We're starting to use coal in our stove any suggestions on how to start it? The old paper kindling tower doesn't work.


----------



## cowboyhermit (Nov 10, 2012)

Do you have grates? If so it should not be too difficult, you can use some kindling if you need or a little torch.


----------



## Caribou (Aug 18, 2012)

Try starting a wood fire first then throw in your coal.


----------



## UncleJoe (Jan 11, 2009)

Caribou said:


> Try starting a wood fire first then throw in your coal.


That's the way we did it back in the 70's when we had a coal furnace to heat the house.


----------



## vellomike (Feb 7, 2012)

Well this coal must be wet or a poor quality ,I put a propane torch on it for 10 min it turned red and went out


----------



## cowboyhermit (Nov 10, 2012)

Yeah, something is not right there. 
I have always found coal to burn very poorly without a grate, others say it works fine.
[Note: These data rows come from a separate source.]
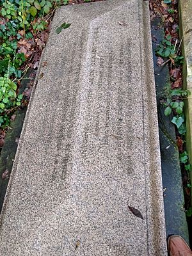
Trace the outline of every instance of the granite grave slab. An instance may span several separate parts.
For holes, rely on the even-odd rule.
[[[166,255],[159,156],[148,2],[58,9],[1,216],[1,255]]]

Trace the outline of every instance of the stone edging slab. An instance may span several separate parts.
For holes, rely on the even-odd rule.
[[[182,39],[182,52],[184,56],[183,86],[191,92],[186,100],[186,149],[192,163],[192,1],[180,0],[180,37]],[[192,175],[191,176],[191,179]]]

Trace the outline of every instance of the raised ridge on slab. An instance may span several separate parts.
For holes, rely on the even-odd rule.
[[[166,255],[148,4],[56,11],[1,214],[1,256]]]

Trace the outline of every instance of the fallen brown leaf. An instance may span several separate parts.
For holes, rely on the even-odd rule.
[[[157,66],[159,66],[159,67],[161,66],[163,63],[164,63],[164,60],[163,60],[163,58],[158,57],[157,60]]]
[[[143,217],[142,216],[142,215],[139,210],[138,210],[137,209],[135,209],[131,206],[129,206],[129,205],[128,205],[128,207],[134,215],[135,215],[136,217],[140,218],[142,220],[144,220]]]
[[[2,174],[2,179],[4,180],[6,179],[8,179],[8,177],[9,177],[9,171],[8,170],[6,170]]]

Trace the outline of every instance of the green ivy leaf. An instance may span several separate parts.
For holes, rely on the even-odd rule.
[[[180,161],[183,164],[186,164],[188,162],[188,156],[183,156],[180,157]]]
[[[8,98],[4,98],[3,100],[3,103],[8,103],[9,102],[9,99]]]
[[[168,106],[164,109],[164,113],[166,116],[169,116],[172,113],[172,109],[170,106]]]
[[[185,169],[186,171],[191,171],[191,164],[186,164],[185,165]]]
[[[42,1],[41,1],[41,3],[40,3],[40,6],[42,6],[42,7],[43,7],[45,4],[45,3],[46,3],[46,1],[45,1],[45,0],[42,0]]]
[[[176,108],[179,107],[179,102],[177,102],[177,101],[175,101],[175,102],[172,102],[170,104],[170,105],[172,108]]]
[[[44,7],[44,11],[46,14],[48,14],[50,12],[50,8],[48,6],[48,5],[45,4]]]
[[[36,15],[37,10],[36,9],[36,8],[35,6],[30,7],[29,11],[33,17],[35,17]]]
[[[184,120],[183,119],[182,117],[179,116],[179,117],[176,117],[174,116],[173,119],[172,120],[172,122],[177,126],[177,129],[179,129],[182,124],[184,122]]]
[[[163,54],[164,58],[167,58],[170,54],[170,50],[169,49],[166,49]]]
[[[35,5],[35,6],[36,7],[36,8],[37,9],[37,10],[41,10],[41,6],[40,5],[40,4],[39,4],[39,3],[37,1],[35,1],[35,2],[34,2],[34,5]]]
[[[52,3],[50,2],[50,1],[46,1],[46,4],[50,8],[52,7]]]
[[[176,112],[177,113],[177,114],[181,114],[182,112],[182,107],[177,107],[176,108]]]
[[[1,108],[1,109],[4,109],[4,103],[0,103],[0,108]]]

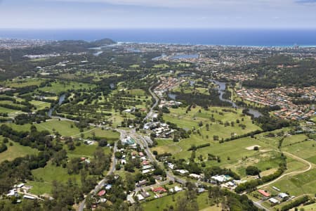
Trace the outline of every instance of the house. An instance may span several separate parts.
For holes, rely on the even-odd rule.
[[[143,197],[144,198],[148,198],[150,196],[150,194],[147,192],[147,191],[143,191],[143,192],[140,192],[140,194],[143,196]]]
[[[223,183],[223,182],[228,180],[228,178],[226,177],[225,177],[225,175],[213,176],[211,177],[211,179],[213,179],[213,180],[215,180],[216,181],[218,181],[219,183]]]
[[[171,162],[169,162],[169,163],[168,163],[168,167],[169,167],[169,168],[171,168],[171,170],[173,170],[173,169],[174,168],[174,164],[171,163]]]
[[[24,195],[23,196],[23,198],[29,199],[29,200],[34,200],[35,197],[31,196],[28,196],[28,195]]]
[[[152,188],[152,192],[154,193],[166,193],[166,190],[163,187],[158,187],[156,188]]]
[[[147,160],[143,160],[143,162],[142,162],[143,165],[147,165],[149,164],[150,164],[150,162]]]
[[[133,195],[131,194],[127,196],[126,200],[131,204],[135,203],[135,200],[133,199]]]
[[[100,204],[100,203],[105,203],[107,202],[107,199],[104,198],[100,198],[98,200],[97,200],[97,204]]]
[[[137,185],[139,186],[141,186],[145,185],[147,183],[148,183],[148,181],[146,179],[143,179],[143,180],[138,181],[138,183],[137,183]]]
[[[22,186],[24,186],[24,183],[21,183],[21,184],[18,184],[18,185],[16,186],[16,187],[17,187],[18,188],[22,188]]]
[[[9,193],[8,194],[6,194],[6,196],[15,196],[18,197],[18,191],[16,191],[16,189],[12,189],[9,191]]]
[[[138,200],[142,200],[145,199],[145,198],[141,194],[137,194],[136,196],[138,198]]]
[[[274,206],[279,203],[279,201],[274,198],[269,198],[269,202],[271,203],[271,205]]]
[[[258,192],[259,192],[260,193],[261,193],[262,196],[263,196],[264,197],[269,197],[270,196],[270,193],[268,192],[265,192],[265,191],[264,190],[258,190]]]
[[[152,172],[152,171],[154,171],[154,170],[143,170],[143,171],[142,171],[142,174],[145,174],[150,173],[150,172]]]
[[[204,188],[197,188],[197,193],[203,193],[204,191],[205,191]]]
[[[181,174],[189,173],[189,171],[188,170],[177,170],[176,171],[179,172]]]
[[[195,179],[200,179],[202,178],[201,175],[197,174],[189,174],[190,177],[192,177]]]
[[[277,196],[278,196],[279,198],[281,198],[281,200],[282,200],[282,201],[287,200],[289,199],[289,196],[287,195],[287,194],[285,193],[279,193],[279,195],[277,195]]]
[[[176,192],[182,191],[182,190],[183,190],[183,188],[178,187],[178,186],[175,186],[175,187],[174,187],[174,191],[175,191]]]
[[[106,191],[105,190],[102,190],[100,191],[99,193],[98,193],[98,196],[103,196],[104,195],[105,195]]]
[[[152,167],[150,165],[147,165],[143,166],[142,169],[143,170],[149,170],[149,169],[151,169],[151,168],[152,168]]]

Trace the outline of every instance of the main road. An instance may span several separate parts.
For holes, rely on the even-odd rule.
[[[160,83],[160,81],[158,81],[157,83]],[[147,114],[146,117],[144,119],[144,122],[145,122],[147,120],[148,120],[149,118],[152,117],[152,115],[154,113],[154,108],[155,107],[157,107],[157,106],[158,106],[158,103],[159,102],[159,98],[158,98],[158,96],[154,92],[152,92],[152,89],[154,87],[154,85],[152,85],[152,87],[150,87],[150,89],[148,89],[148,91],[150,93],[150,94],[152,95],[152,96],[154,98],[154,103],[152,106],[152,108],[150,108],[150,111],[148,112],[148,113]]]
[[[126,132],[123,129],[117,129],[118,132],[120,134],[120,139],[121,140],[124,139],[126,136]],[[113,147],[113,154],[112,155],[112,162],[111,166],[110,167],[110,170],[107,174],[107,175],[110,175],[113,174],[115,172],[115,166],[117,164],[117,159],[115,158],[115,153],[117,151],[117,141],[115,141],[114,147]],[[94,188],[93,190],[90,191],[90,194],[95,195],[104,186],[105,182],[107,181],[106,177],[105,177],[103,180],[101,180],[98,185]],[[86,203],[86,198],[79,204],[78,210],[79,211],[83,211],[84,209],[84,205]]]

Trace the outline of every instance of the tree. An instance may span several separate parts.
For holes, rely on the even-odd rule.
[[[259,175],[260,172],[260,170],[255,166],[249,165],[246,168],[246,174],[247,175]]]
[[[107,145],[107,141],[105,139],[102,139],[101,140],[99,141],[98,143],[99,146],[101,147],[106,146]]]

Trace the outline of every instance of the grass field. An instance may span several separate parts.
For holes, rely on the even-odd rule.
[[[29,131],[32,124],[25,124],[22,125],[15,124],[7,124],[15,130],[18,131]],[[59,121],[58,120],[52,120],[42,122],[40,124],[34,124],[38,130],[48,130],[51,133],[58,132],[63,136],[73,136],[74,138],[80,137],[80,130],[75,127],[74,123],[70,121]],[[72,127],[73,125],[73,127]],[[90,126],[90,129],[85,129],[82,132],[84,137],[92,137],[93,133],[96,136],[105,138],[109,141],[115,141],[119,138],[119,134],[112,130],[103,130],[101,128]]]
[[[173,206],[173,207],[176,207],[177,206],[176,200],[178,199],[178,197],[184,196],[184,194],[185,192],[182,191],[176,193],[174,195],[166,196],[156,199],[154,200],[142,203],[142,206],[144,210],[150,210],[150,211],[163,210],[164,208],[170,207],[171,205]],[[212,207],[216,207],[216,206],[213,207],[213,205],[211,204],[210,202],[209,202],[207,193],[204,193],[199,195],[197,196],[197,202],[199,205],[199,210],[206,209],[203,210],[207,210],[208,208],[209,209],[211,208],[209,207],[211,205],[212,206]]]
[[[35,181],[28,181],[27,184],[33,186],[30,190],[34,194],[51,193],[51,183],[53,181],[67,182],[69,179],[74,179],[80,185],[79,175],[69,175],[67,169],[56,167],[48,162],[44,168],[32,170]]]
[[[85,145],[81,143],[79,146],[76,146],[74,151],[67,151],[67,155],[70,158],[92,158],[93,157],[93,153],[98,147],[98,144],[94,145]],[[65,146],[67,150],[67,146]],[[104,147],[104,152],[105,154],[111,154],[111,150],[108,147]]]
[[[3,137],[0,136],[2,141]],[[7,160],[13,160],[16,158],[23,157],[27,155],[36,155],[39,153],[37,149],[32,148],[29,146],[21,146],[18,143],[12,142],[13,146],[6,144],[8,149],[0,153],[0,162]]]
[[[197,106],[195,108],[191,108],[191,111],[187,113],[185,113],[185,108],[179,108],[177,109],[169,109],[171,113],[169,114],[164,114],[164,120],[166,122],[171,122],[176,124],[178,127],[192,129],[199,129],[202,134],[201,139],[209,141],[213,139],[213,136],[218,136],[220,139],[223,138],[230,138],[232,134],[242,135],[249,133],[252,131],[261,129],[257,125],[252,124],[252,121],[249,116],[242,116],[242,110],[237,110],[237,113],[232,112],[223,112],[223,108],[218,107],[212,107],[209,110],[205,110],[202,108]],[[201,112],[199,112],[201,110]],[[212,110],[216,112],[212,113]],[[216,113],[217,112],[217,113]],[[219,113],[222,112],[223,115]],[[215,122],[211,121],[210,118],[212,117],[215,119]],[[242,121],[242,119],[244,121]],[[235,122],[239,119],[241,124],[246,125],[246,128],[243,129],[241,127],[235,123],[232,126],[225,127],[224,124],[220,124],[219,121],[225,123],[228,122]],[[199,127],[199,123],[203,122],[203,126]],[[209,130],[207,131],[206,124],[209,124]],[[209,139],[206,139],[209,136]]]
[[[17,110],[13,110],[0,106],[0,113],[8,113],[8,115],[9,116],[14,116],[17,115],[16,113],[19,113],[22,112],[18,111]]]
[[[42,79],[13,79],[13,81],[6,81],[1,83],[1,85],[11,88],[20,88],[28,86],[39,86],[45,81]]]
[[[316,169],[296,175],[289,175],[269,186],[266,188],[270,192],[277,193],[272,188],[272,186],[277,187],[282,192],[288,192],[291,196],[298,196],[305,193],[315,193]]]
[[[43,91],[47,91],[50,93],[55,93],[56,94],[59,94],[60,93],[65,91],[68,89],[89,89],[93,88],[94,85],[84,84],[84,83],[77,83],[73,82],[53,82],[51,83],[51,87],[45,87],[40,88],[39,90]]]
[[[37,107],[36,110],[42,110],[46,108],[50,108],[51,103],[46,103],[46,102],[42,102],[42,101],[32,101],[29,102],[31,104],[33,104]]]
[[[167,64],[159,64],[159,65],[154,65],[154,68],[165,69],[165,68],[169,68],[169,65],[168,65]]]

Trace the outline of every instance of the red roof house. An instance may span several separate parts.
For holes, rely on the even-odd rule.
[[[103,196],[105,194],[106,191],[105,190],[103,190],[101,191],[100,191],[99,193],[98,193],[98,196]]]
[[[166,190],[165,188],[164,188],[163,187],[158,187],[156,188],[152,188],[152,191],[162,193],[162,192],[166,192]]]
[[[259,192],[260,193],[261,193],[263,196],[265,197],[269,197],[270,196],[270,193],[265,192],[265,191],[263,190],[258,190],[258,192]]]

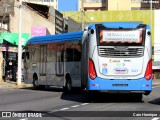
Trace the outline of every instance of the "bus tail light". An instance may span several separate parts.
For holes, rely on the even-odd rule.
[[[152,78],[152,59],[148,62],[145,76],[146,80],[150,80]]]
[[[97,77],[95,66],[92,59],[89,59],[89,77],[92,80]]]

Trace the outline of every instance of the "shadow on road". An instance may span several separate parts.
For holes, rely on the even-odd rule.
[[[160,105],[160,98],[151,100],[151,101],[149,101],[148,103],[155,104],[155,105]]]
[[[63,92],[62,88],[56,88],[56,87],[45,87],[45,88],[39,88],[39,89],[34,89],[33,87],[26,87],[26,88],[21,88],[24,90],[32,90],[32,91],[47,91],[47,92]]]
[[[60,92],[60,99],[75,101],[75,102],[88,102],[88,103],[144,103],[142,100],[136,100],[135,97],[129,94],[107,94],[107,93],[94,93],[89,94],[85,90],[74,89],[73,92],[65,92],[62,88],[45,87],[45,89],[35,90],[33,87],[21,88],[32,91],[45,91],[45,92]],[[159,99],[160,100],[160,99]],[[153,101],[154,103],[154,101]]]
[[[73,92],[73,93],[62,93],[61,99],[70,100],[76,102],[89,102],[89,103],[144,103],[142,100],[137,100],[133,96],[128,94],[107,94],[97,93],[90,95],[86,91]]]

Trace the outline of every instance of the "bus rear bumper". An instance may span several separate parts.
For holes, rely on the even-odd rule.
[[[108,92],[132,92],[145,93],[152,91],[152,79],[103,79],[96,77],[94,80],[88,78],[88,90]]]

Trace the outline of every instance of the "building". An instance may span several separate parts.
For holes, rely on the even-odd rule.
[[[78,0],[58,0],[58,11],[78,11]]]
[[[79,0],[79,11],[150,9],[151,0]],[[160,0],[152,0],[152,9],[160,8]]]

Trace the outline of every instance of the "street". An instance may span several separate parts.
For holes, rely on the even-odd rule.
[[[48,88],[45,90],[34,90],[32,88],[22,88],[22,89],[0,88],[0,96],[1,96],[0,111],[45,112],[45,113],[42,112],[43,116],[42,118],[18,117],[18,120],[32,120],[32,119],[34,120],[35,119],[36,120],[39,119],[121,120],[122,119],[121,117],[123,116],[124,116],[123,120],[128,120],[128,119],[160,120],[160,117],[154,117],[154,116],[134,117],[128,115],[129,118],[127,117],[127,114],[133,114],[135,112],[138,113],[142,111],[145,112],[159,111],[160,110],[159,91],[160,91],[160,86],[154,86],[153,91],[149,96],[143,96],[142,101],[134,101],[132,97],[126,95],[118,95],[118,94],[108,95],[106,93],[97,94],[95,99],[91,99],[85,91],[65,93],[60,88]],[[115,111],[115,112],[105,113],[104,111]],[[118,113],[118,111],[120,113]],[[122,111],[124,111],[124,113]],[[131,111],[133,111],[133,113]],[[61,113],[61,115],[59,114],[60,116],[57,116],[58,114],[54,114],[56,112],[58,112],[58,114]],[[62,112],[64,112],[64,116],[62,115],[63,114]],[[103,112],[104,114],[101,114]],[[111,114],[111,116],[106,118],[107,115],[105,114],[108,115]],[[119,116],[117,116],[118,114]],[[8,118],[8,117],[1,119],[17,120],[17,118]]]

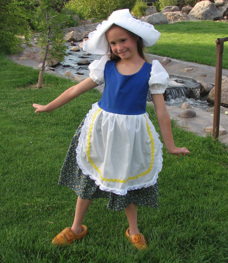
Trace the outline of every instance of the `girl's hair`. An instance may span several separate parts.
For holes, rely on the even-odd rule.
[[[119,27],[121,27],[117,25],[114,24],[114,25],[116,26],[119,26]],[[133,39],[136,40],[137,41],[137,48],[138,50],[138,52],[140,56],[144,59],[145,61],[148,62],[148,60],[147,59],[145,54],[143,52],[144,48],[144,46],[143,45],[143,42],[142,39],[140,37],[139,37],[137,35],[130,31],[129,31],[124,28],[123,29],[127,32],[130,36]],[[106,38],[106,41],[108,44],[108,50],[107,51],[107,53],[109,53],[110,55],[109,55],[109,58],[111,60],[114,60],[115,61],[117,61],[120,59],[120,58],[118,56],[116,56],[113,54],[113,52],[112,49],[111,48],[111,46],[109,43],[109,41],[108,41],[108,39],[107,38],[107,35],[105,34],[105,37]]]

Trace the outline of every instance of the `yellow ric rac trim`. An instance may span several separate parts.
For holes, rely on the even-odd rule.
[[[99,168],[98,168],[97,166],[96,166],[96,165],[93,162],[91,159],[91,158],[90,157],[90,136],[92,130],[92,129],[93,125],[93,122],[94,121],[94,120],[96,118],[96,115],[101,110],[101,109],[99,109],[96,112],[94,115],[94,116],[93,116],[93,119],[92,121],[92,123],[89,130],[89,134],[88,136],[88,140],[87,144],[87,150],[86,151],[87,157],[90,162],[91,164],[91,165],[93,167],[94,169],[95,170],[96,170],[98,172],[99,174],[100,174],[100,176],[101,179],[103,181],[105,181],[105,182],[107,182],[108,181],[109,182],[118,182],[125,184],[129,180],[132,180],[134,179],[136,179],[137,178],[138,178],[139,177],[146,175],[147,174],[148,174],[148,173],[149,173],[151,170],[151,169],[152,168],[152,167],[153,166],[153,163],[154,161],[154,139],[153,138],[153,136],[152,136],[151,131],[150,129],[150,126],[149,125],[149,124],[148,122],[146,121],[146,118],[145,115],[144,114],[143,116],[144,116],[144,117],[146,119],[146,127],[147,130],[147,132],[148,133],[148,134],[149,134],[149,136],[150,139],[150,145],[151,148],[151,158],[150,160],[150,166],[149,167],[149,168],[147,169],[147,170],[145,171],[143,173],[142,173],[141,174],[138,174],[138,175],[136,176],[129,176],[129,177],[128,177],[126,180],[121,180],[120,179],[113,179],[112,178],[109,179],[108,178],[105,178],[104,177],[103,177],[101,175],[101,170],[99,169]]]

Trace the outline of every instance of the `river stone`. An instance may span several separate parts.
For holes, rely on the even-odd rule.
[[[191,109],[192,106],[190,103],[188,102],[184,102],[181,105],[181,109]]]
[[[188,109],[184,110],[180,115],[180,117],[181,118],[185,119],[188,119],[190,118],[194,118],[194,117],[195,117],[196,115],[196,113],[195,111],[192,110]]]
[[[64,76],[69,77],[69,78],[74,78],[74,75],[71,71],[67,70],[64,73]]]
[[[208,126],[205,129],[205,131],[207,133],[212,134],[213,132],[213,126]],[[227,134],[226,131],[221,125],[219,125],[219,135],[224,135]]]
[[[78,47],[73,47],[71,48],[71,50],[72,51],[80,51],[80,48]]]
[[[90,64],[90,62],[88,59],[83,58],[80,60],[78,64],[78,65],[89,65]]]

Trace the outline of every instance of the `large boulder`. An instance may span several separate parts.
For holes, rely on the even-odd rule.
[[[188,15],[189,14],[190,11],[191,11],[193,8],[193,7],[192,7],[192,6],[191,6],[191,5],[188,5],[186,6],[184,6],[183,7],[182,7],[181,11],[183,13],[185,13],[187,15]]]
[[[169,23],[183,21],[189,21],[190,18],[188,15],[181,11],[177,12],[167,12],[163,13],[167,18]]]
[[[169,24],[166,17],[161,13],[156,13],[146,16],[145,21],[153,25]]]
[[[146,9],[145,11],[145,16],[147,16],[150,15],[155,14],[156,13],[157,13],[157,11],[156,7],[154,5],[152,5],[152,6],[148,6],[147,8]]]
[[[208,102],[215,102],[215,86],[209,92],[207,98],[207,101]],[[221,104],[228,106],[228,78],[222,81],[221,91]]]
[[[64,39],[69,42],[71,41],[80,41],[83,38],[83,35],[80,32],[72,30],[67,33],[64,37]]]
[[[213,20],[218,16],[215,4],[209,0],[198,3],[188,14],[193,18],[201,20]]]
[[[176,5],[169,5],[168,6],[165,6],[161,12],[161,13],[165,13],[166,12],[177,12],[179,11],[180,9],[178,6]]]

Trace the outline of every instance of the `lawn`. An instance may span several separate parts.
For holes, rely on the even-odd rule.
[[[152,54],[215,66],[217,38],[228,37],[228,23],[212,21],[179,22],[155,26],[161,34]],[[228,69],[228,41],[224,42],[223,67]]]
[[[178,158],[163,148],[159,208],[139,207],[138,224],[149,245],[135,249],[125,236],[124,212],[94,201],[85,218],[88,235],[67,247],[51,242],[70,226],[77,197],[57,184],[75,131],[99,100],[97,90],[51,113],[35,115],[73,84],[0,56],[0,262],[225,263],[228,262],[228,152],[211,138],[172,127],[176,145],[191,154]],[[159,132],[154,108],[147,111]]]

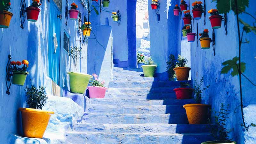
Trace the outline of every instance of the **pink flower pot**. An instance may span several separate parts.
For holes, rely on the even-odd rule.
[[[76,10],[70,10],[68,12],[69,12],[69,19],[72,20],[76,20],[77,19],[79,11]]]
[[[195,41],[195,37],[196,33],[189,33],[187,34],[187,38],[188,38],[188,42],[194,42]]]
[[[88,86],[90,98],[102,99],[105,97],[105,94],[107,88],[100,86]]]

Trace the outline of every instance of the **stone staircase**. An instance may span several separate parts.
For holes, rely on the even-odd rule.
[[[199,144],[212,140],[207,124],[189,124],[173,89],[180,83],[160,81],[142,73],[113,68],[105,99],[92,99],[82,121],[65,134],[69,144]],[[188,82],[190,82],[189,81]]]

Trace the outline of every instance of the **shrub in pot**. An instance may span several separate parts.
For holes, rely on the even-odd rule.
[[[211,14],[209,19],[212,25],[212,28],[213,29],[220,28],[221,27],[222,16],[219,15],[219,11],[216,9],[212,9],[208,11]]]
[[[45,88],[34,86],[25,88],[28,108],[19,108],[21,112],[24,136],[42,138],[52,115],[54,112],[42,110],[48,97]]]
[[[105,81],[100,81],[98,79],[98,76],[95,74],[92,75],[93,78],[90,80],[89,82],[91,86],[88,87],[90,98],[103,98],[107,88],[105,87]]]
[[[187,11],[188,4],[187,4],[185,1],[184,0],[181,0],[181,3],[180,5],[180,10],[181,10],[181,12],[184,12]]]
[[[40,3],[40,0],[32,1],[33,2],[32,5],[26,8],[27,19],[30,21],[37,21],[39,13],[41,11],[40,7],[42,4]]]
[[[199,36],[201,36],[199,40],[201,44],[201,48],[203,49],[209,49],[210,48],[211,41],[212,39],[209,37],[208,33],[209,31],[208,29],[204,29],[202,33],[199,34]]]
[[[188,63],[188,59],[179,55],[177,60],[175,62],[176,62],[176,68],[173,69],[175,72],[177,80],[178,81],[187,81],[188,79],[190,69],[190,68],[186,67]]]
[[[191,20],[192,16],[190,14],[190,11],[184,12],[184,17],[183,18],[183,21],[184,21],[184,25],[185,26],[190,26],[191,25]]]
[[[79,11],[77,10],[78,6],[75,3],[70,4],[71,7],[68,11],[69,13],[69,19],[72,20],[75,20],[77,19]]]
[[[3,0],[0,3],[0,28],[7,28],[9,27],[11,20],[13,14],[8,11],[11,8],[10,0]]]
[[[195,20],[201,19],[203,12],[203,6],[202,2],[196,1],[192,3],[192,12],[193,13],[193,17]]]
[[[148,62],[146,65],[141,66],[143,69],[143,73],[144,76],[146,77],[153,77],[156,68],[156,66],[153,65],[154,62],[151,58],[149,58],[148,60]]]
[[[21,64],[23,64],[23,66],[20,68],[19,66]],[[27,71],[27,69],[28,67],[28,61],[25,60],[22,62],[12,61],[11,65],[12,72],[12,84],[23,86],[25,83],[27,76],[29,74],[28,72]]]
[[[201,87],[203,81],[204,77],[202,77],[199,82],[195,80],[194,91],[196,103],[187,104],[183,106],[183,108],[186,109],[187,116],[190,124],[204,124],[207,122],[208,110],[211,106],[200,103],[202,101],[202,93],[209,88],[209,86],[202,89]]]

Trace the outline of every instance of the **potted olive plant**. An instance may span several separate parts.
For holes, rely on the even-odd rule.
[[[45,93],[45,88],[39,89],[34,86],[25,88],[27,104],[28,108],[20,108],[21,112],[22,125],[24,136],[42,138],[49,120],[54,112],[42,110],[48,98]]]
[[[8,11],[11,8],[10,0],[3,0],[0,3],[0,28],[9,27],[10,22],[13,14]]]
[[[100,81],[95,74],[92,75],[93,77],[90,80],[89,84],[91,86],[88,87],[89,90],[90,98],[103,98],[108,88],[105,87],[105,81]]]

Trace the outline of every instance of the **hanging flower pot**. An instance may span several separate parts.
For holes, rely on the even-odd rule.
[[[103,7],[104,8],[108,8],[109,5],[110,1],[109,0],[104,0],[102,2],[103,3]]]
Most coal heaters are designed to have more airflow, particularly from the bottom so that is all I can suggest.


----------



## FrankW (Mar 10, 2012)

What kind of coal do you have?
I used ot heat with coal brickets when I lived in Europe as a young'un

I built a newspaper mound. on top of that wood kindling and on top of that I would put the brickets.

usually worked fine even though it sometimes needed an extra try.

When I was in ahurry and had extra money I would use the little white square "coal fire starters" thingies.
Have no clue what they might be called in english.


----------



## Jason (Jul 25, 2009)

Any time we burned coal we always added it to a wood fire.


----------